Siguieron semanas de más deficiencias laborales, y de toparse de cara al estrés y la rutina. La lluvia se comportaba con la misma intensidad de siempre; los clientes, esperaban sentados e impacientes. Aurora de camino, se escondía bajo su paraguas, apretando su cuerpo, y exhalando una tosecilla reseca. El clima había cobrado su factura en ella y así de enfermiza, no puso siquiera alguna condición o justificante a su jornada. Era de esperarse el mismo drama de siempre en el local. “Lo mismo”, pensó, “lo mismo”, y tosía apenas haciendo ruido. Tanta era su fatiga, inherente al resfriado que iba acrecentando, que no echó a andar la imaginación. Esa noche no tenía ganas de salvarse a sí misma. Esa noche no se miró como un hada paseando en musgos húmedos, ni como una garza abriendo sus alas a la inmensidad, más bien, imaginó su horario laboral, ya por terminado y pudiendo descansar tranquila en cama, pero tenía trabajar.

En medio de la multitud hambrienta y las actitudes maleducadas, al llevar una bandeja de plástico con tres docenas de tacos, se repetía el suceso, y fue víctima de la imprudencia de algún despistado que estorbaba en su camino e interrumpía su vista. Con los brazos temblorosos, sin nada de fuerza por el creciente resfriado, en una imagen insólita, cayeron de frente, los trastos ruidosos con la comida recién hecha y ella. Llegó la misma voz habitual en seguida:

—¿Otra vez, Aurora?… pero cómo eres pendeja.

Incorporándose y con ganas de sollozar, apretó los dientes y resistió firmemente los regaños.
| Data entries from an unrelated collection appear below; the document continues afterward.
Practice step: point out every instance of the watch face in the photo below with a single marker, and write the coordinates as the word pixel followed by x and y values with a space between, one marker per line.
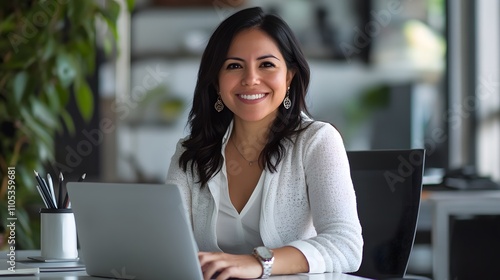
pixel 264 252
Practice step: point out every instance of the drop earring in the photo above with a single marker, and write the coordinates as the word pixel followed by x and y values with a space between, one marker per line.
pixel 219 106
pixel 287 103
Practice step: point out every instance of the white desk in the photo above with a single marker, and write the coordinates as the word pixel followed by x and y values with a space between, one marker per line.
pixel 448 203
pixel 20 255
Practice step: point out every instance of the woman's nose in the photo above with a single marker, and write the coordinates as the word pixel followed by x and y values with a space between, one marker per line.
pixel 250 77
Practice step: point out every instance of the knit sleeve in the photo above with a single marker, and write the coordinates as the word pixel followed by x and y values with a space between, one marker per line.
pixel 180 178
pixel 338 244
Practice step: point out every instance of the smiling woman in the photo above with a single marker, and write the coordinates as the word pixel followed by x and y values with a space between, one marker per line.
pixel 279 198
pixel 254 78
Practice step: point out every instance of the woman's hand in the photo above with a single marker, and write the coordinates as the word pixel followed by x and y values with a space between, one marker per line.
pixel 227 266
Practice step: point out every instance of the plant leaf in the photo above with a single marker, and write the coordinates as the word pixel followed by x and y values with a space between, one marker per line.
pixel 66 69
pixel 68 121
pixel 84 100
pixel 44 114
pixel 20 81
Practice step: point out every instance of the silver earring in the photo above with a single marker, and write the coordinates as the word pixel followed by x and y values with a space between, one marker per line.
pixel 219 106
pixel 287 103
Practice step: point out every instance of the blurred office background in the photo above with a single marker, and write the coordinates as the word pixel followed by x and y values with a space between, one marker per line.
pixel 388 74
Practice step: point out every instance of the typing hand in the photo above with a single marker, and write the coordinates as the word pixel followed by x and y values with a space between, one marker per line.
pixel 224 266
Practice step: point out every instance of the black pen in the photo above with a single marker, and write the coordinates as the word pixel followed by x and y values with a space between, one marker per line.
pixel 59 197
pixel 66 197
pixel 44 190
pixel 82 177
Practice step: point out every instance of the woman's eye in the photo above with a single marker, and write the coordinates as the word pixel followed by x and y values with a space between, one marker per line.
pixel 233 66
pixel 267 64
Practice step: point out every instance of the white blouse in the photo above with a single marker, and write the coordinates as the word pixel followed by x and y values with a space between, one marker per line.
pixel 238 233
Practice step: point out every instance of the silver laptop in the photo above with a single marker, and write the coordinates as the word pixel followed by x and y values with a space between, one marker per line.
pixel 134 231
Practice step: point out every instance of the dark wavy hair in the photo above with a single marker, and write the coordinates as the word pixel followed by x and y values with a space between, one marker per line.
pixel 204 144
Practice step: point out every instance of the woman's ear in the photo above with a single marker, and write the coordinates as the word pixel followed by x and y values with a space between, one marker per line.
pixel 289 76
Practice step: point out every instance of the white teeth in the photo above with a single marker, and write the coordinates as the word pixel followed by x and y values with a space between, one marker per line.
pixel 252 97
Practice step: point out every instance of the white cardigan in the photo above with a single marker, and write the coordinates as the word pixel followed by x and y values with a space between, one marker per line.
pixel 309 203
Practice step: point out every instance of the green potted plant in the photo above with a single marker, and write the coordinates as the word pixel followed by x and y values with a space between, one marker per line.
pixel 47 51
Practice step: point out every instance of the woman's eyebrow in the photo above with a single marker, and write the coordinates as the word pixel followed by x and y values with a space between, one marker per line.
pixel 258 58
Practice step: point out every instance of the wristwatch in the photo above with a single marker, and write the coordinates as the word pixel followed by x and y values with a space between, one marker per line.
pixel 266 258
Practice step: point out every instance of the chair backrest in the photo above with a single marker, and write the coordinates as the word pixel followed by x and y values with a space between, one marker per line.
pixel 388 185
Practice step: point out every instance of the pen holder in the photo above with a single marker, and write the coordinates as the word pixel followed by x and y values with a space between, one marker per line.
pixel 58 237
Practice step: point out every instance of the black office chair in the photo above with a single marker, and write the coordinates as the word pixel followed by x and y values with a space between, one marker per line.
pixel 388 185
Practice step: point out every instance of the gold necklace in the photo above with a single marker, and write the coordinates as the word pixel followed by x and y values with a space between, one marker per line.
pixel 250 162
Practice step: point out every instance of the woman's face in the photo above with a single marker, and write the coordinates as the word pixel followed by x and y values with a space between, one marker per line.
pixel 253 80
—Recoge rápido el tiradero y apúrate a traer lo demás. Otra vez tendré que descontarte, parece que no te gusta ganar dinero, lo arruinas y lo arruinas”.

Aurora hizo por oír.

Como los rayos que caen impredecibles, o los vientos que soplan sin esperarse; de alguna radio a lo lejos se escucharon unos sublimes violines que en armonía entrecruzaban melodías. Fue creciendo el sonido dulce, el ritmo preciso como de un vals sereno, antiguo, añejo, que despertaba una inquietud a los oídos de Aurora. Empezado un compás, contagiaba el deseo de moverse, un deseo como de reducirse a una pluma de cisne y flotar y caer muy despacio. Aurora –amotinada- ignoró el desastre que yacía en el suelo y cerró los ojos, para mover sus manos asemejando al movimiento de las olas. Meneó su cabeza, giró sus piernas, y parecía que aquella música tan viva, la invadía toda. Sintió la misma sensación que en cada una de sus clases de ballet, pero más prodigiosa y más compulsiva. Lo que ya indecisa creía saber, es que no escapaba de su vida imaginando o danzando, al contrario, su vida era la danza, lo demás era mera supervivencia y poco importaba. Así tuviera solo la más pequeña migaja de ausencia de muerte, suspiraría con el aliento de la más grande vida.

Se acercaba la misma voz predecible con el cansino discurso:

—¿Por qué no levantas tu desastre del piso? ¿Jamás entrarás en razón? Debes adaptarte a esto… ¿qué chingados te pasa?

—Simplemente estoy bailando, —contestó.